The First Influencer
Imagine a magazine editor whose goal was to teach and inspire you to live the life you want. Imagine she had recipes, projects and advice on entertaining. Ideas to help…

Imagine a magazine editor whose goal was to teach and inspire you to live the life you want. Imagine she had recipes, projects and advice on entertaining. Ideas to help you celebrate the holidays and housekeeping tips. An editor whose impact defines the way we celebrate holidays and weddings today.
If you thought of Martha Stewart, you’re close, but leading the way for her was Sarah Josepha Hale, one of the most powerful publishers of the 19th century and whose influence is still felt today.
A young widow who turned to writing as to support her family, Sarah Josepha Hale is best known for creating the nursery rhyme “Mary Had a Little Lamb.” She was writing and editing a Boston women’s journal when Philadelphia publisher Arthur Godey, bought her publication and merged it with own, naming it Godey’s Lady’s Book. He offered her the position of editor, or “editress” as she preferred.
She made her mark immediately. She kept Godey’s domestic tips, and reluctantly, the colored fashion plates he’d pioneered and readers loved for scrapbooking and framing, but added poetry, short stories, and serialized novels and reviews. Each issue also included a sewing pattern and sheet music.
When Hale started at Godey's, the magazine had a circulation of ten thousand subscribers. Two years later, it jumped to 40,000 and by 1860 had 150,000 subscribers, mailed and shared across the country and becoming the most important women’s publication in the country. At $3 a year for a subscription, it was also one of the more expensive ones.
Sarah used her monthly columns’ pulpit to address everything from health to child rearing. Very traditional, she was an advocate for women’s education, their right to travel and property ownership and even hired women writers and editors, yet she opposed suffrage believing that voting would detract women from their influence in the family.
Enjoy Thanksgiving? Sarah Hale is considered to be the ‘Mother of Thanksgiving,’ as she convinced President Abraham Lincoln to declare this strictly northeast Yankee tradition a federal holiday in 1863. Hale also established our menu for the day with stories and recipes for roasted turkeys, savory stuffing, and pumpkin pies.

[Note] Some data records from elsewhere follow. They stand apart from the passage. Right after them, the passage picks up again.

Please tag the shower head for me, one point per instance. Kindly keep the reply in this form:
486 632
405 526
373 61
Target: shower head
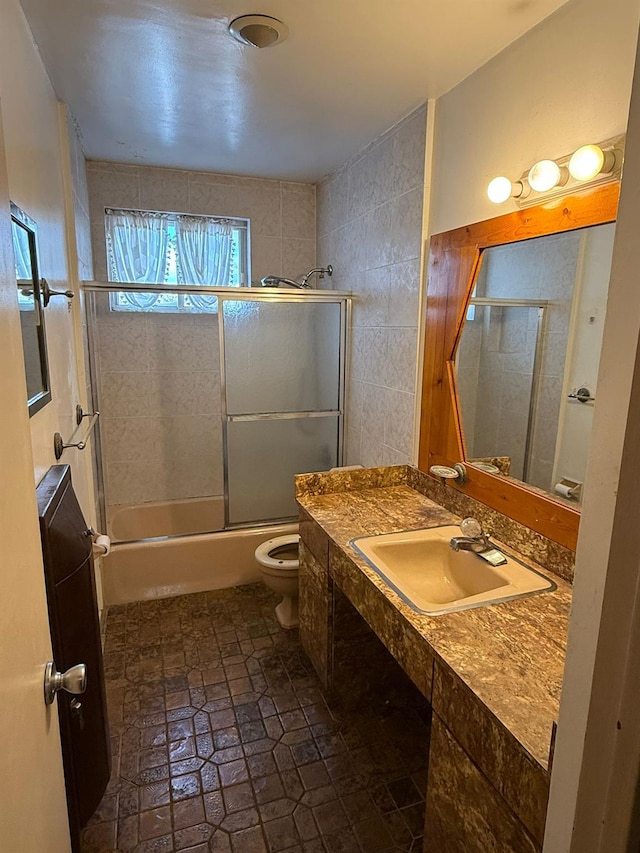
276 281
303 284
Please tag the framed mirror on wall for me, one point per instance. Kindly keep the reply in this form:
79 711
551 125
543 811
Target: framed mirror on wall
30 304
515 312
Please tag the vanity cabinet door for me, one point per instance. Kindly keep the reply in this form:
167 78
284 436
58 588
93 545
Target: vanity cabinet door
465 813
315 608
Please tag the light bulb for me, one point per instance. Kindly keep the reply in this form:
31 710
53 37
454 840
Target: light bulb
589 161
544 175
499 190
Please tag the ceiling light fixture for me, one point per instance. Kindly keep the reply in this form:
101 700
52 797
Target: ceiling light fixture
258 30
588 166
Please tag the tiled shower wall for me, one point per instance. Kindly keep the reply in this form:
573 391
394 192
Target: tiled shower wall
159 391
159 374
282 214
370 228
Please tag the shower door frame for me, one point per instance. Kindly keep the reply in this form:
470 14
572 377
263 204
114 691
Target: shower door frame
343 298
290 296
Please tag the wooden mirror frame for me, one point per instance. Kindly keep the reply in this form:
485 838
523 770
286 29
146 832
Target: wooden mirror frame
454 260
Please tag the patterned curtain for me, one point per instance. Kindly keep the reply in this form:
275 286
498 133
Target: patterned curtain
137 251
204 251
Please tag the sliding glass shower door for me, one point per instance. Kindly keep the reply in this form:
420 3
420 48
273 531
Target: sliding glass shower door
282 363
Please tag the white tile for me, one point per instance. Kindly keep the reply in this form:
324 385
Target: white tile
401 359
371 308
123 395
298 215
404 293
398 421
406 226
122 345
266 256
298 257
184 393
112 188
409 152
164 189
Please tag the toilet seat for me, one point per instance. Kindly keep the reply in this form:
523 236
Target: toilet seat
264 557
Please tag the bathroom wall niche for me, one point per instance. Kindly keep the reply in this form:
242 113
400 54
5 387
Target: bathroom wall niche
455 262
30 304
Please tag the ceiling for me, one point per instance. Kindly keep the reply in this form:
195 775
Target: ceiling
161 83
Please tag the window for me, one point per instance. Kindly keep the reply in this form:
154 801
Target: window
144 247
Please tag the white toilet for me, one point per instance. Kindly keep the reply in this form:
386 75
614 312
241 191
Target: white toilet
278 562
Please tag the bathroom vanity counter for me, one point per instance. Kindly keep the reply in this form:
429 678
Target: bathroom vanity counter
493 674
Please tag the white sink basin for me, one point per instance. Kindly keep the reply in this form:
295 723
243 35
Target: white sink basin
433 579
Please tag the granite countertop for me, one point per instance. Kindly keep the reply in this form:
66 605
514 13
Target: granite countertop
510 654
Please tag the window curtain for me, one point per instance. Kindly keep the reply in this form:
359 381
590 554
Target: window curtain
204 250
137 251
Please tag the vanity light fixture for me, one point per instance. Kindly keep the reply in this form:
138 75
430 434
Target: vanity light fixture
545 175
589 161
588 166
501 188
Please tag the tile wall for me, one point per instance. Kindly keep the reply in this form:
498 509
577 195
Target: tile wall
370 228
282 213
159 374
159 391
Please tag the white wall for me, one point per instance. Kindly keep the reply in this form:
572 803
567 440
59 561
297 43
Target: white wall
583 357
565 83
36 147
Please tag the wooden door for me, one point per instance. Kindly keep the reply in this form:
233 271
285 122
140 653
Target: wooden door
75 638
33 812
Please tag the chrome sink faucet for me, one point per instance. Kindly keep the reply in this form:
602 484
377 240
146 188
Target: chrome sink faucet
474 539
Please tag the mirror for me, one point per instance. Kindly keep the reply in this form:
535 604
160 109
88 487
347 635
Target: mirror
34 346
495 388
530 343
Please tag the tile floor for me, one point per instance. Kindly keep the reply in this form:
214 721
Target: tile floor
223 740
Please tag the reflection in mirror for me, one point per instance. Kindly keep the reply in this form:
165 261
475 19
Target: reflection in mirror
31 313
531 339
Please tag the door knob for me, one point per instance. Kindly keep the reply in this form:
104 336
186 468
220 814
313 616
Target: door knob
74 680
47 293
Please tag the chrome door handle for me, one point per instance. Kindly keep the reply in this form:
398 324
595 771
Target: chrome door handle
74 680
47 293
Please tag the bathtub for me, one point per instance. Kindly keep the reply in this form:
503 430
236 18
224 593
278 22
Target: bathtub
183 563
127 522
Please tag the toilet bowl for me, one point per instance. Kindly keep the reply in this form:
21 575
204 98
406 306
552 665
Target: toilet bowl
278 562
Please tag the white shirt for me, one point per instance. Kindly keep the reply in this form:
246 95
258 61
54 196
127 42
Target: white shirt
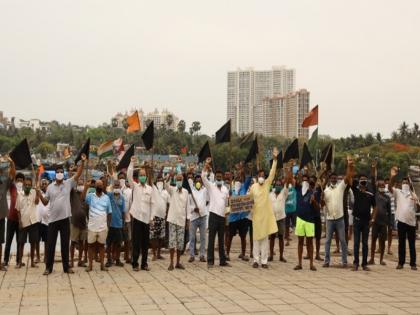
218 196
279 203
200 197
141 207
178 206
334 199
406 207
42 212
25 204
128 196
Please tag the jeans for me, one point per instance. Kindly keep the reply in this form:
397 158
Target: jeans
62 226
216 226
338 226
360 228
200 223
140 240
12 228
406 231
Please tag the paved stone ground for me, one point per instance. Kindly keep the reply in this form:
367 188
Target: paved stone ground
198 290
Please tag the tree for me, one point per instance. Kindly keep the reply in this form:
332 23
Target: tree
195 128
181 126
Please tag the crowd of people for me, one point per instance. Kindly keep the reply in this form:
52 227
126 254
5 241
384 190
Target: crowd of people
124 215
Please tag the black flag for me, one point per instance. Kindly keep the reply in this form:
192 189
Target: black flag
306 157
21 155
326 155
279 161
204 153
148 136
223 134
85 149
253 151
126 159
292 152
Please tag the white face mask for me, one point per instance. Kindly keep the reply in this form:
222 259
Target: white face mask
19 186
237 186
405 188
305 187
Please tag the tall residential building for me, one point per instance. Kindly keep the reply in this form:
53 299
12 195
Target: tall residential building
246 91
283 116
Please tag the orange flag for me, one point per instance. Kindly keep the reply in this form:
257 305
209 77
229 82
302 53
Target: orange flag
311 119
133 122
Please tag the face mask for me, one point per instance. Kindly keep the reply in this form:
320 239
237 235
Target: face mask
405 188
19 186
238 186
305 187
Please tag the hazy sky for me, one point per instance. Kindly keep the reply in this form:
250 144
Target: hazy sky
82 61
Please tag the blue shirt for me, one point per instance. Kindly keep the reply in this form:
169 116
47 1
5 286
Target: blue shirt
233 217
99 208
118 210
291 201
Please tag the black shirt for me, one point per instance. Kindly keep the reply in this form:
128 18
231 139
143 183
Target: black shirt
364 201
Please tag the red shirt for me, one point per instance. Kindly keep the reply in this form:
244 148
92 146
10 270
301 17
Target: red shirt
13 213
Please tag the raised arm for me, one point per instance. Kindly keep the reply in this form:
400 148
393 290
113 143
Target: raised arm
80 168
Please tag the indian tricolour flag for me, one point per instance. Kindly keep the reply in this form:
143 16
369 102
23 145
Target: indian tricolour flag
106 149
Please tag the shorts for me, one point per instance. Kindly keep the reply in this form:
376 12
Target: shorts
31 232
157 230
43 232
304 228
281 226
318 228
127 232
2 230
290 220
176 236
114 236
77 235
99 237
380 232
240 226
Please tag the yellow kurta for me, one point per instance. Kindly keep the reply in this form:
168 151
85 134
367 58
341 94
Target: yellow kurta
263 219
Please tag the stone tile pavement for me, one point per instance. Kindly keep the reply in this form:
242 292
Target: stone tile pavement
198 290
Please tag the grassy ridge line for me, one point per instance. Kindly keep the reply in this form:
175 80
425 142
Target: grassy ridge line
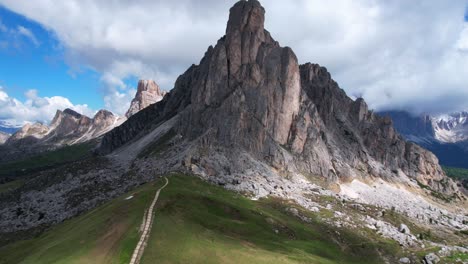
107 234
196 222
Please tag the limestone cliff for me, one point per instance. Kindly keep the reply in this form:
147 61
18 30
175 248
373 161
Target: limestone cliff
250 93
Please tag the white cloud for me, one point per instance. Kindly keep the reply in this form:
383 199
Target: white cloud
397 54
28 34
3 28
35 108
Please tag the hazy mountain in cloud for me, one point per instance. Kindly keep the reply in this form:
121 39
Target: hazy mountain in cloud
68 127
390 52
445 135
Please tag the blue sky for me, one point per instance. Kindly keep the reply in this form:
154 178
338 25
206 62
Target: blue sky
89 55
41 66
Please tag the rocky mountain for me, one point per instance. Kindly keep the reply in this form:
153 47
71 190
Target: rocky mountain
451 128
250 94
445 135
249 118
8 128
67 128
148 93
3 137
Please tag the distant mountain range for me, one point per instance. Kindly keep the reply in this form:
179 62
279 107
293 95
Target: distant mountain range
445 135
69 127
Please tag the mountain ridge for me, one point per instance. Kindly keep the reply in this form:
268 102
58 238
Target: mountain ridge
444 135
250 93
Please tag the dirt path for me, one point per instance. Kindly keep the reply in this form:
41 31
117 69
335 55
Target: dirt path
148 224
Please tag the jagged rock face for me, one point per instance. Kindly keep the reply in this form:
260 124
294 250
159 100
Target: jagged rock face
451 128
416 128
68 124
67 128
4 137
250 93
103 120
248 83
148 93
29 132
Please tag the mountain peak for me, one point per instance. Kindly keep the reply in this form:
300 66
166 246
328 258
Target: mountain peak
246 16
148 93
73 113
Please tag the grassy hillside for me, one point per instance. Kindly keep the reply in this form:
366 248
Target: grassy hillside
196 223
9 171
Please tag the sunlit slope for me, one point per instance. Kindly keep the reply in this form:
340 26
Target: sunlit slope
195 223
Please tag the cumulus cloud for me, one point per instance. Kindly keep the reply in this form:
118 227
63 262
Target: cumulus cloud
28 34
396 54
16 38
35 108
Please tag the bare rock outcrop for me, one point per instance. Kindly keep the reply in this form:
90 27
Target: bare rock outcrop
250 93
4 137
148 93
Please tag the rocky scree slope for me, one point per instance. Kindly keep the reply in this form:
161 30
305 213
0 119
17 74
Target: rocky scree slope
249 118
250 93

Before 1840 you wore your best dress to take your wedding vows. That year, Sarah, a huge fan of young Queen Victoria, printed a reproduction of her wearing a white dress as she married her Prince Albert. It created a sensation that continues today.
Do you decorate and display a Christmas tree? Outside of a few Pennsyvania Germans, most mid-19th-century Americans found Christmas trees an oddity and many considered it a ‘pagan’ symbol until Hale published an 1846 etching of the young monarch decorating a small tree with her husband. To make it more ‘American’ she removed the Queen’s tiara and the consort’s mustache, but the tree and happy children surrounding it went untouched. Soon every American home had one.
Hale’s impact, however goes beyond her role as the first ‘influencer.’ As editor of Godey’s she sought out only original material from the most important writers of the day, giving them an outlet for their writing and paying them fairly. Her authors included Harriet Beecher Stowe, Lucretia Mott, Henry David Longfellow, Ralph Waldo Emerson, Emma Willard, Susan B. Anthony, Frances Hodgson Burnett, Edgar Allan Poe and Nathaniel Hawthorne. More important, beginning in 1845 she copyrighted each issue, the first American magazine to do so. It infuriated her mostly male counterparts, many of whom survived by reprinting anything and everything without credit or compensation. Poe, then known as an editor himself, came to her defense as an argument for author's rights. Eventually the rest of the magazine industry began copyrighting their work.
Sarah Josepha Hale wasn’t the only female powerhouse in women’s magazines, Louisa Knapp Curtis helped usher in the next generation of female publishers. We still see her influence beyond our celebrations. Sarah campaigned for the preservation of Mount Vernon, George Washington’s home in Virginia, and fundraised to complete Boston’s Bunker Hill Monument, both sites open to public.
Sarah retired as editor in 1877, passing away two years later at the age of 92.